← Back to context

Comment by simonw

7 hours ago

Thanks for this, the anecdote with the lost data was very concerning to me.

I think you're exactly right about the WAL shared memory not crossing the container boundary. EDIT: It looks like WAL works fine across Docker boundaries, see https://kamal-deploy.org/docs/upgrading/proxy-changes/ it looks like Kamal 2's new proxy doesn't have this yet, they list "Pausing requests" as "coming soon".

9 comments

simonw

Reply
hedora  6 hours ago

Pausing requests then running two sqlites momentarily probably won’t prevent corruption. It might make it less likely and harder to catch in testing.

The easiest approach is to kill sqlite, then start the new one. I’d use a unix lockfile as a last-resort mechanism (assuming the container environment doesn’t somehow break those).

  • simonw  6 hours ago

    I'm saying you pause requests, shut down one of the SQLite containers, start up the other one and un-pause.

Retr0id  6 hours ago

> I think you're exactly right about the WAL shared memory not crossing the container boundary.

I don't, fwiw (so long as all containers are bind mounting the same underlying fs).

  • simonw  6 hours ago

    I just tried an experiment and you're right, WAL mode worked fine across two Docker containers running on the same (macOS) host: https://github.com/simonw/research/tree/main/sqlite-wal-dock...

    Could the two containers in the OP have been running on separate filesystems, perhaps?

    • jmull  6 hours ago

      I dug into this limitation a bit around a year ago on AWS, using a sqlite db stored on an EFS volume (I think it was EFS -- relying on memory here) and lambda clients.

      Although my tests were slamming the db with reads and write I didn't induce a bad read or write using WAL.

      But I wouldn't use experimental results to override what the sqlite people are saying. I (and you) probably just didn't happen to hit the right access pattern.

    • Retr0id  6 hours ago

      Perhaps they're using NFS or something - which would give them issues regardless of container boundaries.

  • hedora  6 hours ago

    It would explain the corruption:

    https://sqlite.org/wal.html

    The containers would need to use a path on a shared FS to setup the SHM handle, and, even then, this sounds like the sort of thing you could probably break via arcane misconfiguration.

    I agree shm should work in principle though.
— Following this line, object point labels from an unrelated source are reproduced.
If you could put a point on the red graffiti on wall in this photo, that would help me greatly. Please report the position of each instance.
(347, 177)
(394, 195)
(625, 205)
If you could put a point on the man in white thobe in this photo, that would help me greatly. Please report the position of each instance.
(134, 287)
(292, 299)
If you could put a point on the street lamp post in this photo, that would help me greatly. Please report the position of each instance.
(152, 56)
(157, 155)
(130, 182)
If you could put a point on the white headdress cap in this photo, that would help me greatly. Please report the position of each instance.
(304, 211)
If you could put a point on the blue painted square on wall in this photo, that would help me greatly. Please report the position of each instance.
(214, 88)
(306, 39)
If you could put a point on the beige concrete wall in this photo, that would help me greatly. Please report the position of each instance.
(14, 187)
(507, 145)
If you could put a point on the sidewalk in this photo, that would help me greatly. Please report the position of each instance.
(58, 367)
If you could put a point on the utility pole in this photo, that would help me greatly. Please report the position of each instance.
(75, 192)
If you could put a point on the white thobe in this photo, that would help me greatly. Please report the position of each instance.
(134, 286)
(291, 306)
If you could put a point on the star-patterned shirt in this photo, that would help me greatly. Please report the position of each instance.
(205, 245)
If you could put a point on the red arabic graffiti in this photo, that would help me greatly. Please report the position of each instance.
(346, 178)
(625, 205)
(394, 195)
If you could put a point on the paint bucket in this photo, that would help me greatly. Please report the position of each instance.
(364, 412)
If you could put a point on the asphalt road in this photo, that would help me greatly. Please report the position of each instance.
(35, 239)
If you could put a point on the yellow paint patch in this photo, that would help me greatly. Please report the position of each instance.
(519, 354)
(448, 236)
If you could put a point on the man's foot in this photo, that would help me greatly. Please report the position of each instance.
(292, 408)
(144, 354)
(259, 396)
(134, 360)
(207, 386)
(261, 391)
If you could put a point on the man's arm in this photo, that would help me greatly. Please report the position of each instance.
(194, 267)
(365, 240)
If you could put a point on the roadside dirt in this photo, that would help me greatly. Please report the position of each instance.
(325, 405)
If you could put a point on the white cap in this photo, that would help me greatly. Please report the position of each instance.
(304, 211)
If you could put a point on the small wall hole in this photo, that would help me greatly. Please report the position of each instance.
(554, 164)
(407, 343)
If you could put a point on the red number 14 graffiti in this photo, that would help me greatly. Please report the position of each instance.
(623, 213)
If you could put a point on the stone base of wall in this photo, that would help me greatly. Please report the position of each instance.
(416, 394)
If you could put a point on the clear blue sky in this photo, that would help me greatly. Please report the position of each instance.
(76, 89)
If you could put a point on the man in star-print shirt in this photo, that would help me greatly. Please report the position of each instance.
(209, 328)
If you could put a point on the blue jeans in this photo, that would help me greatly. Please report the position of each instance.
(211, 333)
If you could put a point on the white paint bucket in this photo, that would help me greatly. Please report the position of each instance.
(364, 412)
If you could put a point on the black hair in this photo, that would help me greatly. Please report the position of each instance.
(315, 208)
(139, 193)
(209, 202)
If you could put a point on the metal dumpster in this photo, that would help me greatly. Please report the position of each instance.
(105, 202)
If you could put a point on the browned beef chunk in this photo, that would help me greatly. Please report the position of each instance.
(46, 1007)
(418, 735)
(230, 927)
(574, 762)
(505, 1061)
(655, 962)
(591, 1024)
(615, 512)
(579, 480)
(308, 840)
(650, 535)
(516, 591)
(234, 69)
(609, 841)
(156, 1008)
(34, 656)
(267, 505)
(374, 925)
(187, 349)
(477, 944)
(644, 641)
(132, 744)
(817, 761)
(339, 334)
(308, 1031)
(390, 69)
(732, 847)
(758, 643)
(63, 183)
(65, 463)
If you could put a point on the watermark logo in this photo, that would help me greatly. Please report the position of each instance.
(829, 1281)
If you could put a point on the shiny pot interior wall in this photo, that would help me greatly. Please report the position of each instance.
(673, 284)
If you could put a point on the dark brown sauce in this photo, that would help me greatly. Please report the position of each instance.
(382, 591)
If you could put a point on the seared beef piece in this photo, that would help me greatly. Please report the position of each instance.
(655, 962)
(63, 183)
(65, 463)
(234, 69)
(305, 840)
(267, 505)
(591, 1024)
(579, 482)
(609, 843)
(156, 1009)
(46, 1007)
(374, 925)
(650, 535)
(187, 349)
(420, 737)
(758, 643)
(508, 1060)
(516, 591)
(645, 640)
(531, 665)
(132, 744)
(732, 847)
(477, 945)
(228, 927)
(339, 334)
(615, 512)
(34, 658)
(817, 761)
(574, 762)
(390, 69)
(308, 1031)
    • PunchyHamster  4 hours ago

      Not how SQLite works (any more)

      > The wal-index is implemented using an ordinary file that is mmapped for robustness. Early (pre-release) implementations of WAL mode stored the wal-index in volatile shared-memory, such as files created in /dev/shm on Linux or /tmp on other unix systems. The problem with that approach is that processes with a different root directory (changed via chroot) will see different files and hence use different shared memory areas, leading to database corruption. Other methods for creating nameless shared memory blocks are not portable across the various flavors of unix. And we could not find any method to create nameless shared memory blocks on windows. The only way we have found to guarantee that all processes accessing the same database file use the same shared memory is to create the shared memory by mmapping a file in the same directory as the database itself.

chasil  6 hours ago

You might consider taking the database(s) out of WAL mode during a migration.

That would eliminate the need for shared memory.